The First Meal…
Seriously, where do you begin?
We rolled into San Jose on a bright, lusciously warm day, pie eyed at my new surroundings. The city sprawls through the valley and creeps up the mountain sides. Neighborhoods morph from shanty towns to suburbia and back again. The apartment is cute: a second floor flat with red-tiled floors and big windows. Oddly enough, it is pretty bare bones, lacking any appliances including a fridge. I am anxious to unpack and settle in. Moving from a three thousand sq foot home to a tiny two bedroom, it’s curious to see what you deem essential. In a nutshell, I brought clothes, artwork and cooking supplies squeezed onto four pallets and the back of a Subaru. A vintage milk crate held my prized and most beloved kitchen utensil: my cast iron frying pan. It felt sacrilegious to place it on (gasp!) an electric stove. But beggars can’t be choosers and unless I wanted a propane tank to take up what little space I had in the kitchen, electric will just have to do. Love makes you do crazy, wonderful things…including cooking on electric stoves.
A quick run to the store nabs the fixings of the first meal. Now, we are still fridge-less so we stick with what can fit in the cooler and what stays relatively good at room temperature.
Fried green plantains with avocado and mango and papaya salad:
Take two good size green plantains and peel them under running water. Cut them into chunks about an inch thick. In a well oiled frying pan, brown them on all sides being careful not to burn. Remove and flatten the pieces between two greased plates so they form into discs. Return to the pan and fry both sides. About one minute each side. Mash one or two ripe avocados with salt and pepper in a bowl. Add a dollup of avocado mash to each plantain. Delish!
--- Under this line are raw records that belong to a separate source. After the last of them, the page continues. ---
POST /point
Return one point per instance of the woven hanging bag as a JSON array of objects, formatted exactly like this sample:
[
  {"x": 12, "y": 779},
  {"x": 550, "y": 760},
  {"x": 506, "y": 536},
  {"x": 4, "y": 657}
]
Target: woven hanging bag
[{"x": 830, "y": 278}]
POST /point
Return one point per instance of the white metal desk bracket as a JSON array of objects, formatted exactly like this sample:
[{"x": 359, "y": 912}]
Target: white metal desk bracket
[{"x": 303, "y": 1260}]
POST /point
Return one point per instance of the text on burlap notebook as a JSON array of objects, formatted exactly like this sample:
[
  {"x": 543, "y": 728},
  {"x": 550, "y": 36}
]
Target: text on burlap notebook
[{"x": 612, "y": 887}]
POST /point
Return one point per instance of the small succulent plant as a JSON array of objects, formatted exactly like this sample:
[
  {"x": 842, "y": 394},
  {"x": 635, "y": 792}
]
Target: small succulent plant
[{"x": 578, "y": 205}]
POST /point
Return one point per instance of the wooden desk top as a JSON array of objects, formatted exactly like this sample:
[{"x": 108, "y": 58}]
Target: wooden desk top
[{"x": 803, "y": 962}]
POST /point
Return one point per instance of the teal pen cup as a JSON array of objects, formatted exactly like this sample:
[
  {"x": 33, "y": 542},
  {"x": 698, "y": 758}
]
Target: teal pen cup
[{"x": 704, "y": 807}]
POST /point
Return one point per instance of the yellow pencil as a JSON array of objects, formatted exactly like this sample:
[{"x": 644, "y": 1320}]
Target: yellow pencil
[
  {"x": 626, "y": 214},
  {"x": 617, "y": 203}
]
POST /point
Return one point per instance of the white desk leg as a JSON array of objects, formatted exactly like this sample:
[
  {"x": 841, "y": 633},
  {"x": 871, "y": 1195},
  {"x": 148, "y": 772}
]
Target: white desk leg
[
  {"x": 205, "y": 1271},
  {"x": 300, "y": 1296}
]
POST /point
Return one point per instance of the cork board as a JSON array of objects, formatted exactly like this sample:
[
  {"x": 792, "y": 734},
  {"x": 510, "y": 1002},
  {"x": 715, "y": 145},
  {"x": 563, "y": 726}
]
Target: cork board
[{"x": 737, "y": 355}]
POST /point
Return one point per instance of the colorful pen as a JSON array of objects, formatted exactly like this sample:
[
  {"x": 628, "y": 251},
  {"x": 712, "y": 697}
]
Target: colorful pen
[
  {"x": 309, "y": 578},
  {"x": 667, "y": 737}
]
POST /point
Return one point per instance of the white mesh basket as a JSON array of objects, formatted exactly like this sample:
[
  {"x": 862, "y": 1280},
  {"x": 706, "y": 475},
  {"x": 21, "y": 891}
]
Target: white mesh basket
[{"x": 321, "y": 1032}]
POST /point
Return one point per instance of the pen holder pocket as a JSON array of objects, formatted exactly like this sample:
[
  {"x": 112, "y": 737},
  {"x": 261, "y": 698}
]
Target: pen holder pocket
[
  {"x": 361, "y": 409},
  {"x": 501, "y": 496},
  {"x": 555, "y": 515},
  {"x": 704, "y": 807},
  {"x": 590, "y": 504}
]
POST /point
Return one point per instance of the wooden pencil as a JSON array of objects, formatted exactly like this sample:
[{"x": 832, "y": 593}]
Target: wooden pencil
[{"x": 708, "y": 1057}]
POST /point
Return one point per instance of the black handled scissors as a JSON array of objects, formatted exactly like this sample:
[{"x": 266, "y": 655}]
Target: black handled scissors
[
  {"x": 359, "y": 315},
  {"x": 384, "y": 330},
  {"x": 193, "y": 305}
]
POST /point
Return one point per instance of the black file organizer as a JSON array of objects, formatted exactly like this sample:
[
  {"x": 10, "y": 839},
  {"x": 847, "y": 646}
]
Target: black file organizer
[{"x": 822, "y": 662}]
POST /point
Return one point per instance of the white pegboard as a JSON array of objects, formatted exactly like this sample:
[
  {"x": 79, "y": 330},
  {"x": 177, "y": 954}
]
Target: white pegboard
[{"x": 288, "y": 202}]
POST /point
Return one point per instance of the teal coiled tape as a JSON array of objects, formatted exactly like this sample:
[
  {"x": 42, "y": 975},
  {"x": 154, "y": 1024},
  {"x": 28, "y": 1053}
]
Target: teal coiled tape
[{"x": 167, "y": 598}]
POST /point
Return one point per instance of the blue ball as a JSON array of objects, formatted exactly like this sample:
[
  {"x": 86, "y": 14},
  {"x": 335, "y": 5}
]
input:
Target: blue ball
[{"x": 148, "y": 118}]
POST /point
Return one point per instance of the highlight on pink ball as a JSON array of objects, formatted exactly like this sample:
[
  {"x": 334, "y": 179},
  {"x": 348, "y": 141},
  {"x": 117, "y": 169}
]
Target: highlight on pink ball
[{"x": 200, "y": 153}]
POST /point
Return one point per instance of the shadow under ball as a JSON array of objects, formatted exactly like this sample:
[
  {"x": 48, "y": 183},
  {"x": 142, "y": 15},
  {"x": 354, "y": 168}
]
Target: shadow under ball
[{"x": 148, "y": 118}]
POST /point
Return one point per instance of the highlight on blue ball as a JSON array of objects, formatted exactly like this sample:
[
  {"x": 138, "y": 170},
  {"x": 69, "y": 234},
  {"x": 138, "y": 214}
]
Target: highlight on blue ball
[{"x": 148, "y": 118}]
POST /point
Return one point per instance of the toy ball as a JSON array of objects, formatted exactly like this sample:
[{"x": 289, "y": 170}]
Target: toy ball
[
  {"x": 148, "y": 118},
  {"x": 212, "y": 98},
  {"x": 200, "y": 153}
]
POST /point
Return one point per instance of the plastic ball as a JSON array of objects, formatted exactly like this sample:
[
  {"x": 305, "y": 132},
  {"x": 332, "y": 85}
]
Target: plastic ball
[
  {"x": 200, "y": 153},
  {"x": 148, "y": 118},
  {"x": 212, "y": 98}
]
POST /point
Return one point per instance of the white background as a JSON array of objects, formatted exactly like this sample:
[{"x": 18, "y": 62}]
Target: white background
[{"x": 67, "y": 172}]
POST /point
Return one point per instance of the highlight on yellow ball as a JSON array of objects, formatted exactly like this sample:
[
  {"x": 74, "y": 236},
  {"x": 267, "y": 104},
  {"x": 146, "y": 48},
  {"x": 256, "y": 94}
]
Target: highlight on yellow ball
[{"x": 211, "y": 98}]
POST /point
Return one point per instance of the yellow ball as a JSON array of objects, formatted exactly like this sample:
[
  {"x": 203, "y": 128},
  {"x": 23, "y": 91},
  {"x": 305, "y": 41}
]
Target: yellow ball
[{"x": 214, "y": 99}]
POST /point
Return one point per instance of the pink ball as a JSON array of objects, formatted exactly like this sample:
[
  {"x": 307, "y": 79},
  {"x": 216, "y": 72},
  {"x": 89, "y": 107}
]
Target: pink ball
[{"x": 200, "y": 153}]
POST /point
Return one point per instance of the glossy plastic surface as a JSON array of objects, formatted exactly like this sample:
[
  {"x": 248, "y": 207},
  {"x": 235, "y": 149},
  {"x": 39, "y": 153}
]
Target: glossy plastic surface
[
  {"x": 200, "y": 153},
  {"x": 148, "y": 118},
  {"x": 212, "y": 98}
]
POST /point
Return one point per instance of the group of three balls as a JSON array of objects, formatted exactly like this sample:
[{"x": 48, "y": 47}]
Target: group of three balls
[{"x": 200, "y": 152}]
Papayas come in many sizes so be conscious of your portion size. I usually use one half cut lengthwise. Remove the seeds with a spoon. Now, be careful here. Know your boundaries because I am going to tell you how I cut fruit and yes, I do still have all my digits. Holding the fruit in one hand I cut a grid pattern being CAREFUL not to pierce the outer skin. Then run the knife between the skin and fruit. This should allow cubed chunks of fruit to fall away (in a bowl preferably, and not the floor). Sometimes I re-cut more fruit out if I leave too much on the skin. Discard the skins. Now mangos are tricky and sticky. If you are not mango savvy, there is a large flat pit in the center that can be a challenge. What I like to do is slice away the two fleshy sides of the mango and basically do the same thing I did with the papaya. A good mango will be quite juicy, so be prepared to get sticky. After you cut away the sides, you will have a pit with a ring of rind and more fruit. Cut the rest of the rind away and pare off the remaining fruit. If you love mangos as much as I do, you might want to nibble away the goodness off the pit, just be sure to roll up your sleeves, do it over the sink, and make sure you have dental floss handy. It’s worse than corn on the cob. To finish the salad off, I squeeze in one lime. It adds a nice zest and keeps the fruit from browning too fast.
This is one of my favorite meals. Really. The starchy plantains are lovely with the creaminess of the avocado. Add to that the papaya/mango salad and you have one beautiful meal. Nummers!